Le mariage eut lieu à la mairie du VIe arrondissement, lieu de résidence de Nicolas, puis au consulat des États-Unis. Très élégante dans un ensemble de soie gris pâle garni de Chantilly, coiffée d’un chapeau de « paille de soie » d’un dessin hardi garni de plumes d’autruche nuancées de plusieurs tons de gris, Amity était superbe. Depuis plusieurs semaines déjà un grand coiffeur disciplinait sa crinière léonine dont les mèches argentées adoucissaient la teinte flamboyante. Légèrement maquillée elle avait rajeuni de dix ans et son frère, visiblement impressionné, se contenta de lui déclarer :
— J’en connais qui ne me croiront pas quand je leur dirai ce que j’ai vu aujourd’hui. Vous êtes splendide, Amity… mais du diable si vos vieilles amies vous reconnaîtraient !

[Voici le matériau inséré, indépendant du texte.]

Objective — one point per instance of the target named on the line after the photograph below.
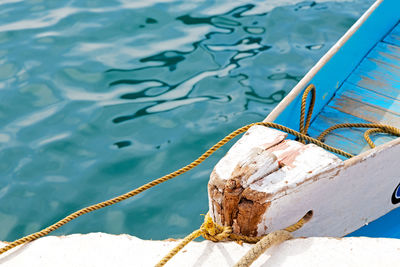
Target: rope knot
(214, 232)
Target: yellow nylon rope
(215, 232)
(209, 152)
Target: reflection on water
(99, 97)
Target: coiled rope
(302, 136)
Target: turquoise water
(97, 98)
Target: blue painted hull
(360, 83)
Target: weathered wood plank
(369, 97)
(394, 36)
(232, 201)
(348, 139)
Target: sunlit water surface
(99, 97)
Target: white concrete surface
(99, 249)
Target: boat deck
(370, 94)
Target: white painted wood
(104, 250)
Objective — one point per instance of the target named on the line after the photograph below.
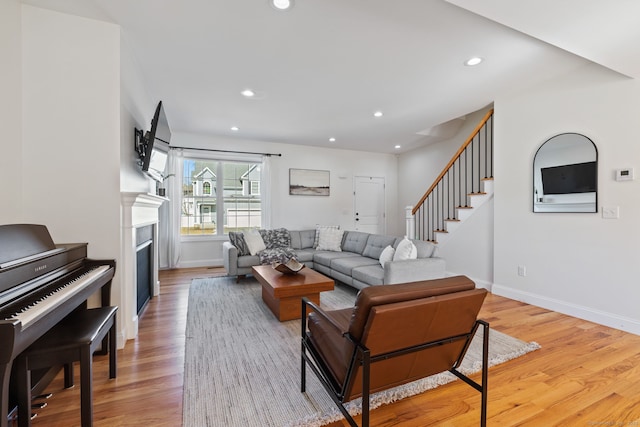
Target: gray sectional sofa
(357, 264)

— Il faudra bien qu’elles s’y fassent, répondit la jeune mariée avec satisfaction et conseillez-leur donc de choisir soigneusement les termes de leurs compliments quand nous viendrons, Nicolas et moi ! Ma langue, elle, est toujours la même…

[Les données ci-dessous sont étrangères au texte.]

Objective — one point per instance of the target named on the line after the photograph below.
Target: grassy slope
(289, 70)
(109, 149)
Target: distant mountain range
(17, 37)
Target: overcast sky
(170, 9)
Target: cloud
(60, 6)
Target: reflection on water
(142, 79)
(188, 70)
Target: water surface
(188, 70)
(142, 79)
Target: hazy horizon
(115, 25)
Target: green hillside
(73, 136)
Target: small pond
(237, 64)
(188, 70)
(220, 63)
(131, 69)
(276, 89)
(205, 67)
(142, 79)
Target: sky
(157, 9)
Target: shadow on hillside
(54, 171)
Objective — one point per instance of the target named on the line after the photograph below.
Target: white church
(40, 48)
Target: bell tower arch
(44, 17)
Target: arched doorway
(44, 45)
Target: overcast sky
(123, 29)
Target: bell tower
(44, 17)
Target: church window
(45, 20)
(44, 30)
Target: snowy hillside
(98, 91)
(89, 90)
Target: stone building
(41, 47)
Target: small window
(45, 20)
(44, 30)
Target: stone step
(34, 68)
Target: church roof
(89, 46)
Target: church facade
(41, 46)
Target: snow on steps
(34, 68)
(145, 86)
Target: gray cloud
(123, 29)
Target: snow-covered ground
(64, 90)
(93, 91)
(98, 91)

Le déjeuner eut lieu dans un petit salon du restaurant Laurent, avenue Gabriel, et réunit autour de sa table fleurie et du nouveau couple Mlle Mathilde habillée comme Madame Mère et presque aussi imposante qu’elle, l’oncle Stantley qui avait eu l’honneur de lui offrir son bras au sortir des cérémonies et qui semblait la trouver fort divertissante car tous deux riaient beaucoup, Alexandra et Délia dont on ne pouvait dire laquelle était la plus ravissante, les d’Orignac, le commissaire Langevin, enfin le marquis de Modène et Robert de Montesquiou qui avaient joyeusement accepté d’être les cavaliers des deux jeunes femmes, ce dont Mrs Carrington leur fut très reconnaissante bien qu’elle regrettât l’absence de son ami Antoine Laurens dont elle ignorait ce qu’il avait pu devenir en dépit de plusieurs appels téléphoniques à son domicile rue de Thorigny. Il semblait que l’appartement fût vide.

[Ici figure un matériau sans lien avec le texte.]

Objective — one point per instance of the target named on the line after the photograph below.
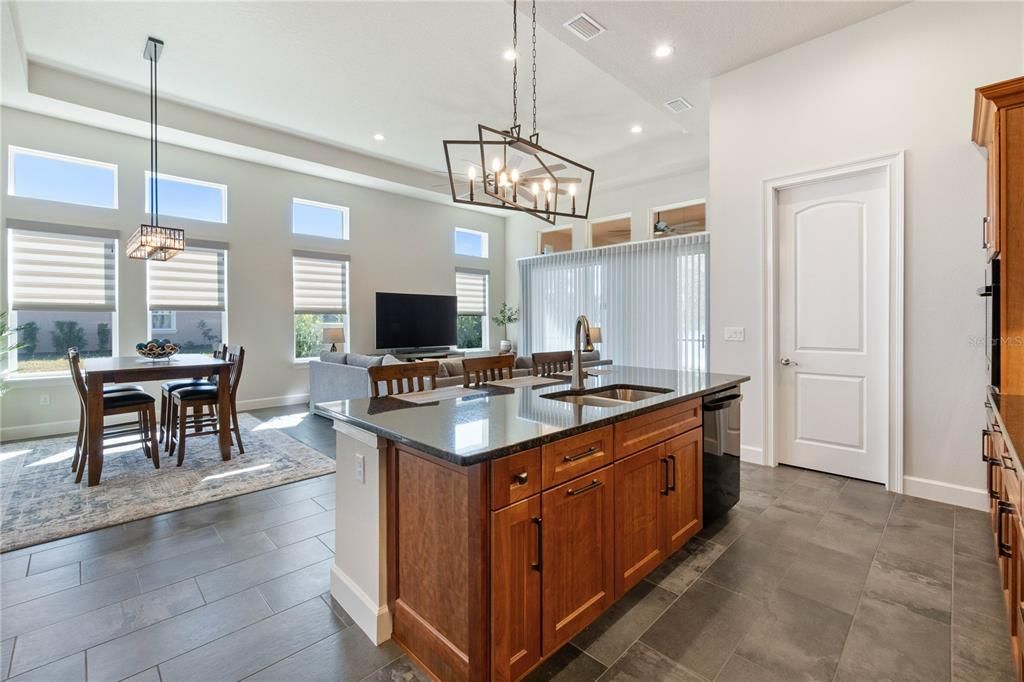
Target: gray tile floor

Le repas fut délicieux. Le fameux poulet Laurent cuisiné avec des champignons, de la crème et du porto y fut accompagné d’écrevisses en gratin, de bouchées champenoises, d’un baron d’agneau jardinière flanqué de pommes de terre Duchesse, de salades Périgueux, d’une compote d’oranges et d’un superbe gâteau de mariage. Le tout arrosé bien sûr des meilleurs crus, M. Rivaud étant un fin connaisseur. Il fut aussi très gai et très chaleureux car chacun des convives avait conscience de le partager avec de véritables amis.